Gwyneth Paltrow, having conquered the worlds of acting, macrobiotic cookery and high-end fashion, is to launch a quarterly magazine published by Condé Nast. The magazine, named Goop after Paltrow’s lifestyle brand, will be available on newsstands from September.
The magazine will focus on wellness – a trillion-dollar industry of which Paltrow has long been at the vanguard.
From its inception as an email newsletter in 2008, Goop has urged readers to take care of themselves, expensively, under the strapline “urge the inner aspect”. Goop has given advice on therapy, parenting, mysticism, sex, fashion, beauty, and kale-centric clean eating plans, many of which have been called into question by medical professionals.
Over the years many of Goop’s more unusual lifestyle suggestions – vaginal steaming, sex bark, conscious uncoupling – have won global headlines. Last year, its Christmas gift guide included a selection of crystals handpicked by the house shaman and a yurt costing $8,300.

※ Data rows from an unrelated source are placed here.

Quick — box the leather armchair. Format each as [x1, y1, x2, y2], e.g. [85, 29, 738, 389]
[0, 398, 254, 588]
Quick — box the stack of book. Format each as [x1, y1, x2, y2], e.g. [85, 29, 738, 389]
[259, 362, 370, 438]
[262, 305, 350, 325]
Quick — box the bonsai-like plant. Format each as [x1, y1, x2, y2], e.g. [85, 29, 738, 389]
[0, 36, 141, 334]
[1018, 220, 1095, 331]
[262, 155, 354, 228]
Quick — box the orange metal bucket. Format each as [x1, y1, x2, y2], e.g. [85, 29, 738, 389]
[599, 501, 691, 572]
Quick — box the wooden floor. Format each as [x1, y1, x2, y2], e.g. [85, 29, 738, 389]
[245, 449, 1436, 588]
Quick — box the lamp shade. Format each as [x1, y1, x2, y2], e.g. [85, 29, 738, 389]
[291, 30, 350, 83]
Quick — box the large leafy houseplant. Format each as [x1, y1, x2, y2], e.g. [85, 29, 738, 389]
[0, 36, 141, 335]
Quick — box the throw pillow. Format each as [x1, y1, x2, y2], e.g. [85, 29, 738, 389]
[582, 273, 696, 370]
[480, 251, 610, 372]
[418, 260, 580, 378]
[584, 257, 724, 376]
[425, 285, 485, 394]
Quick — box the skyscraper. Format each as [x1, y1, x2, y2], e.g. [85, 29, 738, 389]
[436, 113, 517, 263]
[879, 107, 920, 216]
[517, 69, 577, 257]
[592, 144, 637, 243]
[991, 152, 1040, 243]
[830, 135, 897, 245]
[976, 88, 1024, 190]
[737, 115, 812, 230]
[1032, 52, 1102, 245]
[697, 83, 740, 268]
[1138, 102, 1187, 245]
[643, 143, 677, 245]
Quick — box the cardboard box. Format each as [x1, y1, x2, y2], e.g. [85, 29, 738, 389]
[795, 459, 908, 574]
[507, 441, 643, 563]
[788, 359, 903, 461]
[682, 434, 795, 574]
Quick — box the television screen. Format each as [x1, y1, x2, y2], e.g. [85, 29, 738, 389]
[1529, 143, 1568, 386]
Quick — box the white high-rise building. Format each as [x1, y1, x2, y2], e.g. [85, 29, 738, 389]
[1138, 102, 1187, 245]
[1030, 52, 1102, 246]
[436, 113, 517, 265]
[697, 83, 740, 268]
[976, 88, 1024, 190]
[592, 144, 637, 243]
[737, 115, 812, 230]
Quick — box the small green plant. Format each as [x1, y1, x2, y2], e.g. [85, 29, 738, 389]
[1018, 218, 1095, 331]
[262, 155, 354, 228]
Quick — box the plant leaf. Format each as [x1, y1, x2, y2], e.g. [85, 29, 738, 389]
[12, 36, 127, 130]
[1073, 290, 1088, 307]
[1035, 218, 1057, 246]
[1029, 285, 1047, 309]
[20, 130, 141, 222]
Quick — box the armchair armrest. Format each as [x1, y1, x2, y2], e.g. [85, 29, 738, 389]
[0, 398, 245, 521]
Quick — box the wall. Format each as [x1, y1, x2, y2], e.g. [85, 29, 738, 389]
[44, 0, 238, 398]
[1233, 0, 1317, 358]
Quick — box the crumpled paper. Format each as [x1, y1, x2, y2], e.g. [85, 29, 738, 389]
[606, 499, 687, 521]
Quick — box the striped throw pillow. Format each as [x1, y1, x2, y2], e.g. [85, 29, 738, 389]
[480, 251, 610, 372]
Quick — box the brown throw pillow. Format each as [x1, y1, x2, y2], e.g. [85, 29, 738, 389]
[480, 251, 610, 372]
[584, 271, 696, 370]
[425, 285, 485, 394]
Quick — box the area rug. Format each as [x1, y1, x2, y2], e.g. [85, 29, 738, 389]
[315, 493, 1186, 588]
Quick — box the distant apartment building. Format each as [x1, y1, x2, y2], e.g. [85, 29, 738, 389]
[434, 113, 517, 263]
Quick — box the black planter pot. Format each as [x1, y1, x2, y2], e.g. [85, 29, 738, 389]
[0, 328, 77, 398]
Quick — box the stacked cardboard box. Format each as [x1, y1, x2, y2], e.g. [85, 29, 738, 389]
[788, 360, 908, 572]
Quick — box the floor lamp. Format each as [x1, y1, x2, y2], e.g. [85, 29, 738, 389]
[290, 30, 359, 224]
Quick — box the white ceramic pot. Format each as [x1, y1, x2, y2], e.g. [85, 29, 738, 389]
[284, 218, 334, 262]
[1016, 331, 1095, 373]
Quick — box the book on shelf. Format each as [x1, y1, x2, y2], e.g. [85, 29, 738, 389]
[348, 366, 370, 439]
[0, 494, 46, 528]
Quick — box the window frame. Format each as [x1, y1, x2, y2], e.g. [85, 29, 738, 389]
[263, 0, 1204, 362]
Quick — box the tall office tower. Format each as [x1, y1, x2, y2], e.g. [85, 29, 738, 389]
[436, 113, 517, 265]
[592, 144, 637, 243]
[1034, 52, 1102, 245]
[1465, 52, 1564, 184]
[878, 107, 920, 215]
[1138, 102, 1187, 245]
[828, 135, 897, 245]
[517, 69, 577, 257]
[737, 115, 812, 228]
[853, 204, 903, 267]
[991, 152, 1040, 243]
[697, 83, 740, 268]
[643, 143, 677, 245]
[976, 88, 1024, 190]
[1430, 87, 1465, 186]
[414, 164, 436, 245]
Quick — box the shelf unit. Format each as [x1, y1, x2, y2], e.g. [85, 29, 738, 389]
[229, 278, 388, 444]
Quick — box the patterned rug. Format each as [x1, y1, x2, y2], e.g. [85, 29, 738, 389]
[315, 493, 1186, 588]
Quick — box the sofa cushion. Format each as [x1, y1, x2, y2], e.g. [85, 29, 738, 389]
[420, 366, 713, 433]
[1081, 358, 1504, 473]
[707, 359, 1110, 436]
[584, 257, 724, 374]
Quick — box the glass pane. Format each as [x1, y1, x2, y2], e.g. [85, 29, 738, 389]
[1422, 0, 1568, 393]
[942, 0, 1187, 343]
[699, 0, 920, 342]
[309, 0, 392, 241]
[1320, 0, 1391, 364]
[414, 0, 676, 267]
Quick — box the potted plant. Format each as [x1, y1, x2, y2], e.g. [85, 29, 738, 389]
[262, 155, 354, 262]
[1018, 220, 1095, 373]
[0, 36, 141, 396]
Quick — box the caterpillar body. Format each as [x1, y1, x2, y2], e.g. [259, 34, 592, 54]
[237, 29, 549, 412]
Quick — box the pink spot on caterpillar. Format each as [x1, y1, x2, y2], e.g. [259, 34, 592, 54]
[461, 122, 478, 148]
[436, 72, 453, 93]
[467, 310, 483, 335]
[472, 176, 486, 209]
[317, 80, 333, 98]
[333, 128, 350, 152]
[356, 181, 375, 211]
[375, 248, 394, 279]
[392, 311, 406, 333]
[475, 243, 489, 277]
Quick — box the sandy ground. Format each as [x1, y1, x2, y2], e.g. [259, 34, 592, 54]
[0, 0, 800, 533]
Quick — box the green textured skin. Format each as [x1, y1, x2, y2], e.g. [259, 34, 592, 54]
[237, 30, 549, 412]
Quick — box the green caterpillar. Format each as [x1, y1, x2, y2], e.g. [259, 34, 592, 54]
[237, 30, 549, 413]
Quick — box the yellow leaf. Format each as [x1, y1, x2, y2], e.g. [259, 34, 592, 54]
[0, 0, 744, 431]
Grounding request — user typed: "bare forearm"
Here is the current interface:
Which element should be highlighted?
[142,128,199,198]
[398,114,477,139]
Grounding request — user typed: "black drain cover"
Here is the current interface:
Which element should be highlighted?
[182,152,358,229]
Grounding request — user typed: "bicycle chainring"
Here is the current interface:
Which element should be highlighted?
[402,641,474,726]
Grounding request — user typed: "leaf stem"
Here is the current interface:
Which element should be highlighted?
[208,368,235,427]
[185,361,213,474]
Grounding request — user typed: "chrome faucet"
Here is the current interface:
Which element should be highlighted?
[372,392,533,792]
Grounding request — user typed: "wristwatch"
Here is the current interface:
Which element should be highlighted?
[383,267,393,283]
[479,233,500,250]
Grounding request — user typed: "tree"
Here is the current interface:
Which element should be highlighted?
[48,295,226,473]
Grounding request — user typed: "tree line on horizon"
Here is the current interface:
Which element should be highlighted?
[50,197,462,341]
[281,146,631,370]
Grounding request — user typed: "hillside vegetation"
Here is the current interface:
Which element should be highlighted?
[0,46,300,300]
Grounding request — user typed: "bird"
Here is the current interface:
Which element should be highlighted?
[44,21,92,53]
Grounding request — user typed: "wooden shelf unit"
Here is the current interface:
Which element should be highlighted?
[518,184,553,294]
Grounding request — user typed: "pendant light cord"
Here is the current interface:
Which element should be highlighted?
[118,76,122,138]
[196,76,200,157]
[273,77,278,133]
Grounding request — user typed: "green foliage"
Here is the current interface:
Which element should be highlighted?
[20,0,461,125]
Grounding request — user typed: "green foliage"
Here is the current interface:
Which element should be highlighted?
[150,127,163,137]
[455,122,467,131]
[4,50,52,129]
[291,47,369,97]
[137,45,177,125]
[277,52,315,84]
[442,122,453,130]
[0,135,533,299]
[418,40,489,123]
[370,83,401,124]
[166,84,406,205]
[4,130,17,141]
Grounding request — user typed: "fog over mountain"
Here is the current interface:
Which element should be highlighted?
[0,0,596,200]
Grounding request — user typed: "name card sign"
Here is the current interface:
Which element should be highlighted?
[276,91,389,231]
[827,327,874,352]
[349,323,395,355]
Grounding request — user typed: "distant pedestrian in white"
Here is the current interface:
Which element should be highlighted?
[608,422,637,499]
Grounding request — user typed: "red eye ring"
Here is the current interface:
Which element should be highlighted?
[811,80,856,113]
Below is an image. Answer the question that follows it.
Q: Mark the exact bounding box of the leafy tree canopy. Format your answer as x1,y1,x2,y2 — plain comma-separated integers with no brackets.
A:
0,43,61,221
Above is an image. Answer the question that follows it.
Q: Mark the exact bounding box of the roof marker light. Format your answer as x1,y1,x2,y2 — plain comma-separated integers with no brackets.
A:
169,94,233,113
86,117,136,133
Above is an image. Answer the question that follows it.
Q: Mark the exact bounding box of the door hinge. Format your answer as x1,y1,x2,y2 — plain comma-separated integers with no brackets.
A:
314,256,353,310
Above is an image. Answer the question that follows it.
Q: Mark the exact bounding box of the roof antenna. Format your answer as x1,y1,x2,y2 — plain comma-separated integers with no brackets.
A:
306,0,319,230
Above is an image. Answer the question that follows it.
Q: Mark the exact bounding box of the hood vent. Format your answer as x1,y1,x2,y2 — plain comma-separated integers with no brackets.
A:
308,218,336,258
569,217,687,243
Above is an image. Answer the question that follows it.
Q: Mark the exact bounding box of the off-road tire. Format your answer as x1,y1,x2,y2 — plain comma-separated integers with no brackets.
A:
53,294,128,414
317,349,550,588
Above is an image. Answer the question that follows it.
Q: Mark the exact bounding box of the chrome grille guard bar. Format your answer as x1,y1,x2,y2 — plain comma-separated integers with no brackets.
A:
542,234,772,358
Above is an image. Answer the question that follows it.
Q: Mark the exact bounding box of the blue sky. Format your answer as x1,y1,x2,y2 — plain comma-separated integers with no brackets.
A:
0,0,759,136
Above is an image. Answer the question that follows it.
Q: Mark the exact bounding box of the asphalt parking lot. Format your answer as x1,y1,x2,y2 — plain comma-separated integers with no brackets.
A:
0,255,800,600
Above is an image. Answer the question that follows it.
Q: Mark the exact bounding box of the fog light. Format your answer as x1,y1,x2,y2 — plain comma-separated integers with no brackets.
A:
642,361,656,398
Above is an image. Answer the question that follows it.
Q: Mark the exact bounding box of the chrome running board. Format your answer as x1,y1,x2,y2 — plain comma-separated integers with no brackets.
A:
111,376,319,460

Goop magazine is just the latest high-profile move in Goop’s recent, aggressive, expansion. Last week it was announced that Paltrow would host a one day “wellness summit” in Los Angeles in June with workshops and services including aura photography, crystal therapy and “energy-boosting” intravenous drips.
Earlier this month, the brand launched Edition 02, an “artisanal” $165 perfume with ingredients described as “mystical”, “clairvoyant” and “homeopathic”. Last September, it launched its own clothing line, Goop Label, selling blazers for $695 and shirts for $195.
Condé Nast announced that the initiative would run online, as well as in print, and will be keenly watched by publishers in the volatile landscape of glossy magazines, a business that has been upended by the internet boom. The company’s statement continued that the magazine would translate the brand’s most popular areas of expertise into “headlining sections” and was “conceptualised as a collectible edition”.
The launch has being interpreted as an attempt to fill the void left by Condé Nast’s health title Self, which closed, in print, last year.
The WWD website reports that the deal was inspired by a conversation between Paltrow and the editor in chief of US Vogue, Anna Wintour, who was recently appointed to an expanded role as Condé Nast’s artistic director.
“I’ve long known Gwyneth to have wonderful taste and vision – but with Goop she has built something remarkable, a thoroughly modern take on how we live today,” said Wintour, in a statement.
Paltrow added: “Goop’s emergence into a physical entity was an opportunity for us to push our boundaries visually and deliver Goop’s point of view to consumers in new, dynamic ways.”